To better understand this, we mapped the temporal community dynamic profile resolved at the genus level presented earlier (Figure 3.25 under Section 3.3.5.2) to one that was resolved at the functional group classification level (i.e. according to Table 4.4 and discussed in section 4.4.1). Figure 4.13 shows the outcome of this mapping. The functional group dynamic profile showed distinct distribution of the five Groups within the MPBs compared to the two fractions (aqueous and IF) of TPPBs. The most prominent distinction is that for the hydrophobic subpopulation (Group 4 and 5), the MPBs appeared to favour the maintenance of a higher abundance of Group 5 bacteria over Group 4 bacteria across time.

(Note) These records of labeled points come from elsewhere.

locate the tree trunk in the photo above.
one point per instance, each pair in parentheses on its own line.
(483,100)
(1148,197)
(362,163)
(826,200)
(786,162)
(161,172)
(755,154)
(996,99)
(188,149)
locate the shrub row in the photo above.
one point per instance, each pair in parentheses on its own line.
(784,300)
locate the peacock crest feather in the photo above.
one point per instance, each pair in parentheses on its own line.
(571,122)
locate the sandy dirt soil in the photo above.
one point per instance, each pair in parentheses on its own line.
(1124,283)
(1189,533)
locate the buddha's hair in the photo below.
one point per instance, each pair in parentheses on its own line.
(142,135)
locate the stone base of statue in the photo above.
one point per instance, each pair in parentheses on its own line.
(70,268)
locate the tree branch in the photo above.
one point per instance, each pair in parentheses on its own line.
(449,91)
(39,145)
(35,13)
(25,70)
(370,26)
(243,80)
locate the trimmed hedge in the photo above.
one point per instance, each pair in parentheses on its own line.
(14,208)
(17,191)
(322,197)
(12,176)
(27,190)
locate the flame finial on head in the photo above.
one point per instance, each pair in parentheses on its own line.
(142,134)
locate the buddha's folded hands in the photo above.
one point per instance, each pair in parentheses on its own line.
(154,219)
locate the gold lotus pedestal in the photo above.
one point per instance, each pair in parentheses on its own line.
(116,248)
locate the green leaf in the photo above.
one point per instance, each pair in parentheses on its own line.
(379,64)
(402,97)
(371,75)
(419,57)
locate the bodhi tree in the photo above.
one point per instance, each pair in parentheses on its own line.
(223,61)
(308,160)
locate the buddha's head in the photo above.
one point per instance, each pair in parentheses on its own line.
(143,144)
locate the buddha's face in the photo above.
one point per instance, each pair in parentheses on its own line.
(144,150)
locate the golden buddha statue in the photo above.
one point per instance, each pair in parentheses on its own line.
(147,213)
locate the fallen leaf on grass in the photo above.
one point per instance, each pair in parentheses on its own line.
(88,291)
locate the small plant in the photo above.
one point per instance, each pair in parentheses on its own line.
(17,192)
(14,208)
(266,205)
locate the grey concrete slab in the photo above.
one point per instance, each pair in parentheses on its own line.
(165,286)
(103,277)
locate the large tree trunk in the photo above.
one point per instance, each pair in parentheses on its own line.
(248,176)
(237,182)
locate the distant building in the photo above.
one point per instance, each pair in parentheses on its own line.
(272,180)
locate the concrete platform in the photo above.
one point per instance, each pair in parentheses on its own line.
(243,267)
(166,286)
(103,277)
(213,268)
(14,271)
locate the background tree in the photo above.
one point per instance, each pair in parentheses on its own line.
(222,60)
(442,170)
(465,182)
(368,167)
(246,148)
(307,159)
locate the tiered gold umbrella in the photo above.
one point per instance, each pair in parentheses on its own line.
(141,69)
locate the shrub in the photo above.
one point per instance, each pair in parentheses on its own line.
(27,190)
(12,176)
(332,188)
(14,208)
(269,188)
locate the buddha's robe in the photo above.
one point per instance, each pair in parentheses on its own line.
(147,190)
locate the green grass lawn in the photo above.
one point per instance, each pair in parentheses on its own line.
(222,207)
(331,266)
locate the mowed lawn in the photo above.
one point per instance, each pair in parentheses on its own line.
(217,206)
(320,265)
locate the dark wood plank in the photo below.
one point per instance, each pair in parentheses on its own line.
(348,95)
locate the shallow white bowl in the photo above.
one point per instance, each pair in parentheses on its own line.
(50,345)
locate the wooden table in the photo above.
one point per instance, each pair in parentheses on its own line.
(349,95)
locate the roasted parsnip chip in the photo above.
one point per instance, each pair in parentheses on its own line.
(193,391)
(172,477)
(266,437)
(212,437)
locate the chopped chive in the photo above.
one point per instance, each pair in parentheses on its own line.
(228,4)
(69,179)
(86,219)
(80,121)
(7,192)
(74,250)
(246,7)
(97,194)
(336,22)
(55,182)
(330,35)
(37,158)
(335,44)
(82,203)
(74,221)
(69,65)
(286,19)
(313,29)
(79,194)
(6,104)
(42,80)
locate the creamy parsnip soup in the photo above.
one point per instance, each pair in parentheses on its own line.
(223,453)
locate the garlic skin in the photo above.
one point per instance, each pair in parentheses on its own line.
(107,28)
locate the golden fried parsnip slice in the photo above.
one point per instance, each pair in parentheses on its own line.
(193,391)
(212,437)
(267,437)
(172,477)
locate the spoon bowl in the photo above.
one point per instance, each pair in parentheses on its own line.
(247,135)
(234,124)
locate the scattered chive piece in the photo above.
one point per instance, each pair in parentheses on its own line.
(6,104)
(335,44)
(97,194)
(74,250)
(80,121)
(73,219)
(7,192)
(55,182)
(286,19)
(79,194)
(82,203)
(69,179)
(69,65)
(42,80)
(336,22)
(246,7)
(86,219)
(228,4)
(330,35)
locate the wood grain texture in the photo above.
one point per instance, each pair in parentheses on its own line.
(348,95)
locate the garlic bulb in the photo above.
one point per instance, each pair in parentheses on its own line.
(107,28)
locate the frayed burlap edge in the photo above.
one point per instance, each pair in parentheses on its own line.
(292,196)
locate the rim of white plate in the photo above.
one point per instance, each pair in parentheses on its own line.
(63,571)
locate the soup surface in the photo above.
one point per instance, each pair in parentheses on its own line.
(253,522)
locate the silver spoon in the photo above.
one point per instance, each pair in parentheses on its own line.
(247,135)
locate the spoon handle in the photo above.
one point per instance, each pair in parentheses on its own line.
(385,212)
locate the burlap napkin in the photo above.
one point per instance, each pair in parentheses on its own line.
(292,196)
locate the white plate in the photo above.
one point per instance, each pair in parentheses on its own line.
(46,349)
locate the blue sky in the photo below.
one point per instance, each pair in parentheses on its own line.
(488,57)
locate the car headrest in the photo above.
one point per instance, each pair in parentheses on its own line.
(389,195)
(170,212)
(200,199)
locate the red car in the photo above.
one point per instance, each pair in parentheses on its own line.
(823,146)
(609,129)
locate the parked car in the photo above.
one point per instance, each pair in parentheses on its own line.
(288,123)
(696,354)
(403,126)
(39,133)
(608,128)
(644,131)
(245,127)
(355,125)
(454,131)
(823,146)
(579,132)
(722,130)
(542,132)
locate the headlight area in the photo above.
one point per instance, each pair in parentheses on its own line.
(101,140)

Our demonstration that Group 5 bacteria showed the best growth and possess high CSH and emulsifier activity even in the absence of NAL phase (summarized in Table 4.5) provides a good explanation for this trend of MPBs. On the other hand, TPPBs supported a drastic shift towards more Group 4 bacteria across time at the expense of a significant decline in Group 5 bacteria, exhibited by the dynamic profiles of both the aqueous phase and the IF. This was most likely due to the fact that the hydrophobic properties of Group 4 bacteria are further enhanced in the presence of the NAL (Table 4.5, compare Monophasic and Biphasic blocks under Group 4), and would thrive better in a biphasic system where it could maximize this advantage by straddling both fractions. In the case of the other functional groups, at stationary phase (i.e. after Week 12) their relative abundance as compared to the initial inoculum could be generalized across all bioreactors as (i) not significantly changed for Group 1 and 2 bacteria and (ii) further reduced for Group 3 bacteria.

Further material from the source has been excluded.